What we’ll dive into today

Everybody loves measurement, but the reality is it's not always possible to run A/B tests.

For example, what if you have a new launch that the company wants to send out and blast to everybody? If you proposed having 50% as a holdout, you'd get run out of the room.

Or what if you're a marketplace and you want to run a new pricing algorithm change but a classic A/B test would break the laws of independence?

Say hello to propensity matching and switchbacks 👋

They allow teams to still measure, albeit they're not technically causal, with more certainty and sophistication than just doing a pre-post ( or any other less sophisticated methodology).

Below, I'll share:

  1. What these methodologies are

  2. When to use them

  3. How to set them up

Switchbacks

At the simplest level, switchbacks look like an A/B test, but the randomization happens based on time level instead of at a user level. The chart above does a great job visualizing it.

The philosophical idea is still the same though. You have some data where the "treatment” is on and then some data where the “treatment” is off allowing you to compare.

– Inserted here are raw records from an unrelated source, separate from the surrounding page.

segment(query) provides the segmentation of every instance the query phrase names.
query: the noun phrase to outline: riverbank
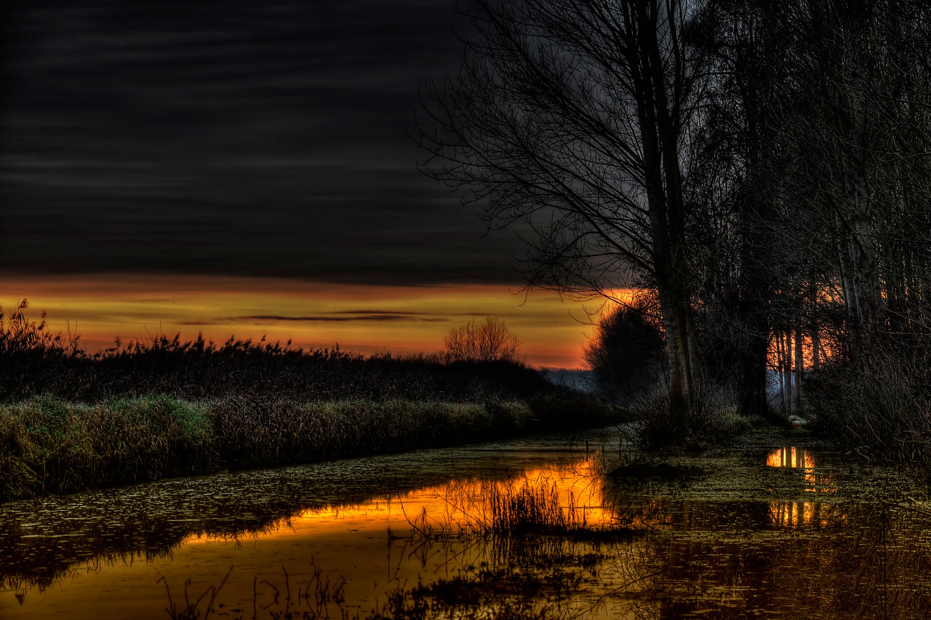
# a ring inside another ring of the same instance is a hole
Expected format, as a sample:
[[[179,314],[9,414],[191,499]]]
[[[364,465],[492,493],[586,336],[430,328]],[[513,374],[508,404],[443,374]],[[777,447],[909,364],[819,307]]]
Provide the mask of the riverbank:
[[[169,396],[0,405],[0,502],[48,493],[581,430],[621,412],[572,390],[524,401],[296,402]]]

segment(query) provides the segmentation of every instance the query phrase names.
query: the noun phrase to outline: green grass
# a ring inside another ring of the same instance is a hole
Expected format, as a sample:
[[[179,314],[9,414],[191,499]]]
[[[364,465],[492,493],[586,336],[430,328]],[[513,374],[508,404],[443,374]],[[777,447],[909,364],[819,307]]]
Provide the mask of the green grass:
[[[554,428],[546,405],[37,397],[0,405],[0,501],[512,437]],[[595,401],[563,405],[575,428],[611,421]]]

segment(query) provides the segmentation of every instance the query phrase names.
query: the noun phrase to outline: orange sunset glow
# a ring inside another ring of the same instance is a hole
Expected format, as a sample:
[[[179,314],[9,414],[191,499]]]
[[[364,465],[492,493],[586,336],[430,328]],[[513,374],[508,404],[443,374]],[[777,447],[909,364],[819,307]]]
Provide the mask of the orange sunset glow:
[[[70,327],[88,353],[164,333],[223,342],[236,338],[293,341],[347,351],[436,352],[450,328],[493,315],[518,334],[533,366],[579,368],[597,319],[597,301],[496,285],[388,287],[283,278],[207,276],[80,275],[0,278],[0,303],[23,297],[28,316],[47,313],[54,330]]]

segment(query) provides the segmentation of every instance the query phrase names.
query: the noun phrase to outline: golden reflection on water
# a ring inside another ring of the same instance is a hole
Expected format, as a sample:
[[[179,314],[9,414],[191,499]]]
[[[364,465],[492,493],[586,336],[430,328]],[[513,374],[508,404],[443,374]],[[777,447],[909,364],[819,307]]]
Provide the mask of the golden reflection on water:
[[[804,492],[810,493],[837,492],[837,480],[831,474],[817,471],[815,455],[803,448],[777,448],[766,456],[770,467],[784,467],[799,470],[804,480]],[[815,526],[826,527],[838,519],[844,520],[845,515],[837,515],[832,506],[821,502],[771,502],[770,520],[781,527]]]
[[[228,572],[217,600],[223,607],[211,617],[249,618],[253,609],[259,618],[277,617],[272,612],[284,617],[289,588],[300,598],[324,581],[340,584],[344,597],[338,609],[331,603],[333,617],[344,611],[365,617],[398,587],[449,585],[460,575],[496,586],[513,573],[537,575],[539,584],[575,575],[553,582],[568,588],[560,604],[573,617],[870,617],[890,600],[903,611],[889,617],[923,617],[931,609],[923,594],[931,591],[923,576],[931,574],[931,541],[920,516],[879,519],[874,505],[839,501],[848,478],[838,474],[839,484],[807,450],[780,448],[762,460],[757,452],[736,466],[730,457],[702,461],[705,477],[688,488],[612,476],[600,454],[568,458],[506,476],[451,477],[371,501],[294,508],[245,536],[196,526],[164,555],[146,558],[137,549],[75,562],[47,587],[9,581],[0,587],[0,617],[159,618],[166,585],[177,600],[191,579],[196,598]],[[763,463],[774,469],[761,471],[768,469]],[[777,482],[767,497],[722,491],[738,483],[758,491],[761,474]],[[467,535],[506,525],[508,511],[567,530],[620,526],[636,534],[573,539],[544,528],[543,535]],[[880,563],[886,573],[870,571]],[[492,576],[480,577],[482,571]],[[853,600],[855,590],[859,598]],[[811,593],[807,607],[799,606],[798,592]],[[546,596],[534,595],[533,605]],[[845,616],[850,610],[856,613]]]

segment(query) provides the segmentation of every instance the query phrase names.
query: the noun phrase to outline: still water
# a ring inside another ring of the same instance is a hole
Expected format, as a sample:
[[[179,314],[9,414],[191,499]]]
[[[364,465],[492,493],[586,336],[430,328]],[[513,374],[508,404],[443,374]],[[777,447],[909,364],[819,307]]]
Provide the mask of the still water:
[[[0,617],[925,618],[927,495],[801,436],[613,430],[178,478],[0,505]]]

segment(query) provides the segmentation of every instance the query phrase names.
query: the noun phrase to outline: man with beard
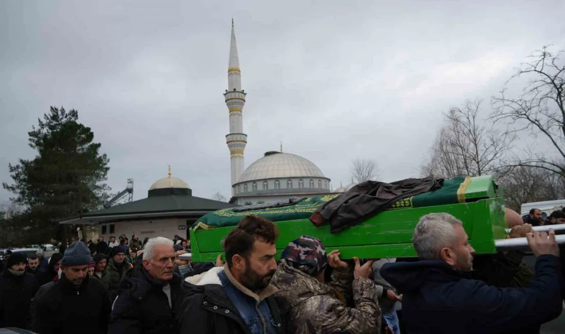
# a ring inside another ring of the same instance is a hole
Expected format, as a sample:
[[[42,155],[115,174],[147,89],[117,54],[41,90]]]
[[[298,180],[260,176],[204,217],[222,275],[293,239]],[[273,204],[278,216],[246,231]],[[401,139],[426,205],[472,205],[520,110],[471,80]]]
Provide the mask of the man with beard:
[[[182,334],[284,333],[269,284],[276,271],[279,232],[270,220],[247,216],[223,243],[227,261],[186,277]]]
[[[527,235],[537,258],[532,283],[497,288],[471,279],[475,250],[460,220],[446,213],[423,216],[412,238],[421,261],[386,263],[380,270],[403,294],[403,332],[515,333],[557,318],[565,287],[555,233]]]
[[[149,239],[144,255],[142,266],[128,271],[120,283],[110,334],[179,332],[175,310],[184,294],[182,277],[173,270],[173,242],[163,237]]]
[[[28,259],[28,266],[25,268],[25,272],[32,275],[37,275],[39,272],[37,267],[39,266],[39,259],[37,257],[30,257]]]
[[[126,252],[127,249],[124,246],[116,246],[112,249],[110,259],[106,268],[106,275],[100,280],[112,302],[118,297],[118,289],[121,277],[130,267],[129,263],[125,261]]]
[[[43,256],[43,251],[41,250],[38,250],[36,252],[36,255],[37,257],[37,259],[39,260],[39,266],[37,267],[37,270],[42,272],[45,271],[47,270],[49,263],[47,262],[47,259]]]
[[[25,254],[13,254],[0,274],[0,328],[25,328],[29,305],[37,290],[34,276],[25,272]]]
[[[38,334],[106,334],[111,305],[104,287],[88,276],[90,250],[77,241],[61,262],[61,278],[37,300],[33,331]]]
[[[544,225],[544,214],[541,210],[538,209],[532,209],[530,210],[529,214],[526,218],[525,222],[531,224],[532,226],[540,226]]]

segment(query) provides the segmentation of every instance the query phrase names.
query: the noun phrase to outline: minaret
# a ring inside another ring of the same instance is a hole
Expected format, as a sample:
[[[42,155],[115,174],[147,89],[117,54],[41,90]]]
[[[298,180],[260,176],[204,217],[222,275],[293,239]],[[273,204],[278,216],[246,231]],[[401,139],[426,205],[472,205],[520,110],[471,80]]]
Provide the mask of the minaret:
[[[241,72],[236,45],[236,32],[232,19],[232,41],[229,46],[229,62],[228,65],[228,89],[224,93],[225,104],[229,110],[229,134],[225,136],[229,149],[232,167],[232,185],[237,183],[244,172],[244,151],[247,145],[247,135],[244,133],[243,115],[245,104],[245,93],[241,89]],[[232,189],[232,193],[234,190]],[[233,194],[235,194],[234,193]]]

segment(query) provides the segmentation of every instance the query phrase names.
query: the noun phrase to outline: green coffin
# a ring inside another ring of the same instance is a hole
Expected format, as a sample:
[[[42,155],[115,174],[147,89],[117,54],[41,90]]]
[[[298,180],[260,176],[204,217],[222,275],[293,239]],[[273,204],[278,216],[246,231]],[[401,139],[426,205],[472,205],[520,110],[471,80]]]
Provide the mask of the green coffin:
[[[282,208],[240,212],[223,209],[208,214],[190,229],[193,259],[214,261],[223,253],[222,239],[243,216],[251,214],[264,216],[278,226],[279,255],[290,241],[306,235],[322,240],[328,251],[339,249],[343,258],[415,257],[411,242],[414,229],[420,217],[432,212],[447,212],[463,222],[477,254],[496,253],[494,240],[506,236],[502,189],[490,176],[446,180],[441,189],[397,202],[390,210],[332,235],[329,225],[316,227],[308,218],[336,196],[313,197]]]

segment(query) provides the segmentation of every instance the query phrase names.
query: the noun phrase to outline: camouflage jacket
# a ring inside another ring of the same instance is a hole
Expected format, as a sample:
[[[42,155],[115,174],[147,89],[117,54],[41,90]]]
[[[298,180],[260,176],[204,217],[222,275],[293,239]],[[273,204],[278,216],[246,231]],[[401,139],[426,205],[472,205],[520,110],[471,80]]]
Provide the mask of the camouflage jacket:
[[[352,272],[334,271],[332,282],[324,284],[282,260],[271,283],[279,289],[274,296],[287,331],[379,333],[381,310],[375,283],[368,278],[353,278]],[[355,307],[347,307],[339,292],[346,298],[351,296]]]

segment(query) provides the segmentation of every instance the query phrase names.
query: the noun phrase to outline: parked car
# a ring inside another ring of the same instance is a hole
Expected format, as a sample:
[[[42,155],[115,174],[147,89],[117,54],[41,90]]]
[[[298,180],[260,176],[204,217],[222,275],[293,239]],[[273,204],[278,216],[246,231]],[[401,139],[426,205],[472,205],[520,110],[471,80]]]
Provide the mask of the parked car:
[[[16,248],[12,250],[12,253],[23,253],[28,258],[36,256],[38,250],[43,250],[41,248]],[[1,334],[1,333],[0,333]]]

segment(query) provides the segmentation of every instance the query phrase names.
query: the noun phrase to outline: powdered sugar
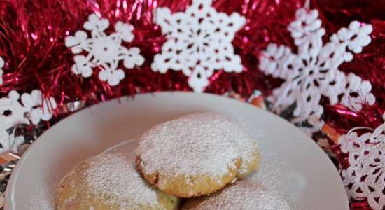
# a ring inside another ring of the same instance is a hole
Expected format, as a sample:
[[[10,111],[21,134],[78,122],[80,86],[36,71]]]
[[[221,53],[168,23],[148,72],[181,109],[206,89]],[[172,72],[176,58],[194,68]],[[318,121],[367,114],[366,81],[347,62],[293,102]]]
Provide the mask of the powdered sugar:
[[[156,191],[136,172],[133,155],[103,153],[90,162],[85,175],[92,193],[108,196],[125,209],[157,204]]]
[[[306,178],[294,173],[286,162],[279,160],[277,154],[267,153],[263,147],[260,148],[260,167],[247,180],[268,187],[270,190],[285,198],[293,209],[309,210],[309,206],[301,202]]]
[[[203,200],[197,198],[191,204],[188,202],[182,209],[290,210],[290,208],[279,195],[264,187],[247,181],[236,181]]]
[[[255,148],[250,146],[250,139],[235,123],[220,114],[194,113],[146,132],[137,153],[146,173],[221,176],[229,167],[235,167],[237,158],[245,162],[250,159],[251,153],[241,152]]]

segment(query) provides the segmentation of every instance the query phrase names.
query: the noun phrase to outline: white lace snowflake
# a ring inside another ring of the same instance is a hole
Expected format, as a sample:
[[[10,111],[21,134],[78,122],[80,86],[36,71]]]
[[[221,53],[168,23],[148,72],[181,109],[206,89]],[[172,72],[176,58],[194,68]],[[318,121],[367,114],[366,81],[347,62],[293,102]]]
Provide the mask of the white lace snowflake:
[[[0,57],[0,85],[3,84],[3,67],[4,66],[4,60]]]
[[[125,78],[123,70],[118,69],[120,60],[123,60],[125,67],[133,69],[135,65],[141,66],[144,58],[138,48],[127,49],[121,45],[122,41],[131,42],[134,40],[132,25],[119,21],[115,24],[116,32],[106,35],[104,31],[108,25],[107,19],[100,19],[96,14],[91,14],[83,25],[90,32],[91,38],[88,38],[85,31],[78,31],[74,36],[66,37],[65,43],[74,54],[78,54],[74,57],[74,73],[90,77],[93,69],[99,67],[102,69],[99,72],[100,80],[115,86]],[[83,51],[87,55],[83,55]]]
[[[21,101],[21,102],[20,102]],[[8,97],[0,98],[0,151],[14,149],[14,143],[10,142],[8,130],[19,125],[38,125],[41,120],[49,120],[51,111],[57,104],[52,97],[42,99],[41,92],[33,90],[31,94],[24,93],[21,97],[12,90]],[[19,139],[20,140],[20,139]],[[14,151],[17,152],[17,151]]]
[[[370,43],[372,26],[354,21],[323,45],[325,29],[318,16],[316,10],[298,10],[296,20],[288,27],[298,53],[272,43],[260,57],[263,72],[286,80],[268,98],[274,111],[280,113],[295,104],[293,122],[307,121],[314,130],[323,123],[321,96],[328,97],[331,104],[340,102],[354,111],[360,111],[364,103],[372,105],[375,102],[370,82],[353,74],[346,76],[338,69],[342,62],[353,59],[352,53],[361,52]]]
[[[384,115],[385,118],[385,115]],[[341,150],[349,153],[350,166],[341,172],[349,196],[368,199],[374,210],[385,206],[385,123],[373,133],[350,132],[340,139]]]
[[[182,71],[195,92],[202,92],[215,70],[241,72],[239,55],[232,41],[246,23],[237,13],[228,16],[211,7],[211,0],[193,0],[185,12],[171,13],[167,8],[155,10],[154,21],[162,27],[167,41],[155,55],[151,68],[164,74]]]

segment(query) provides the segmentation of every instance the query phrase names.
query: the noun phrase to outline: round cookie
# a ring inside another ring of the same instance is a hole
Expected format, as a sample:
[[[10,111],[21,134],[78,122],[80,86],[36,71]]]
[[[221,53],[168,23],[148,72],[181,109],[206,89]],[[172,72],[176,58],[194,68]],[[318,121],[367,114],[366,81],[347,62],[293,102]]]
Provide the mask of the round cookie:
[[[62,180],[56,209],[177,209],[178,202],[146,183],[134,156],[102,153],[77,164]]]
[[[258,167],[258,148],[248,146],[255,141],[244,142],[251,139],[243,134],[239,138],[237,128],[211,113],[156,125],[139,141],[138,168],[147,181],[170,195],[190,197],[215,192]]]
[[[237,176],[239,179],[242,179],[259,167],[260,154],[258,142],[244,130],[239,122],[219,114],[213,116],[222,119],[220,125],[232,135],[237,144],[241,158],[241,167]]]
[[[279,195],[266,188],[238,181],[210,195],[186,201],[182,210],[290,210]]]

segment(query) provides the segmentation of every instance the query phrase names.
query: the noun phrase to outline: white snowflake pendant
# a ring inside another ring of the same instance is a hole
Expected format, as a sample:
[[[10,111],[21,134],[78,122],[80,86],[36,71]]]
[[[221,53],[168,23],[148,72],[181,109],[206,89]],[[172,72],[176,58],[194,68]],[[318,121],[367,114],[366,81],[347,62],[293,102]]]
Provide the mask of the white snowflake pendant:
[[[0,85],[3,85],[3,67],[4,66],[4,60],[0,57]]]
[[[241,72],[241,58],[234,54],[235,32],[246,23],[237,13],[228,16],[211,7],[211,0],[193,0],[185,12],[171,13],[158,8],[154,21],[162,27],[167,41],[155,55],[151,68],[165,73],[182,71],[195,92],[203,92],[215,70]]]
[[[340,139],[340,143],[341,150],[349,153],[350,166],[341,172],[348,194],[356,200],[368,199],[373,209],[382,210],[385,206],[385,123],[373,133],[358,136],[349,132]]]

However, to understand why teams use switchbacks, we need to understand why they wouldn't A/B test.

When to use them

When you A/B test, there's an assumption of independence, and that one user's experience doesn't impact other users. Unfortunately, marketplaces are a classic example where because of the interaction between supply and demand it can quickly become non-independent.

Let's say we want to test the impact of a new pricing algorithm on riders in a ride hailing marketplace. In a standard A/B test, 50% of riders would have the new pricing algorithm and 50% wouldn’t.

Sounds fine… but… here’s the problem:

  1. New pricing algorithm lowers fares for 50% of riders

  2. Riders with lower fares request more

  3. Drivers accept more of these trips because there’s more demand

  4. Less drivers available for riders who don’t have new pricing algorithm

  5. Price goes up for riders without new pricing algorithm aka dynamic price

  6. Riders with higher prices request less

So not only do riders who have lower fares ride more because they have lower fares but also in comparison they ride more because the other 50% have higher prices than normal. Independence is not maintained. The results are now contaminated.

WHAT DO WE DO?!

With a switchback EVERYONE is either in treatment or control.

Crisis averted.

How to set it up

There are two parts to a switchback: the setup and the analysis.

The setup requires:

  1. Choosing a randomization time interval

  2. Choosing a randomization methodology

Choosing a randomization time interval

The time interval needs to be long enough to see what we want to measure but short enough to get as many samples in the time frame as possible. We also want an even sampling of test and control across days of week and times of day over the course of the experiment. To capture these business cycles, switchbacks are often a minimum of 2 weeks.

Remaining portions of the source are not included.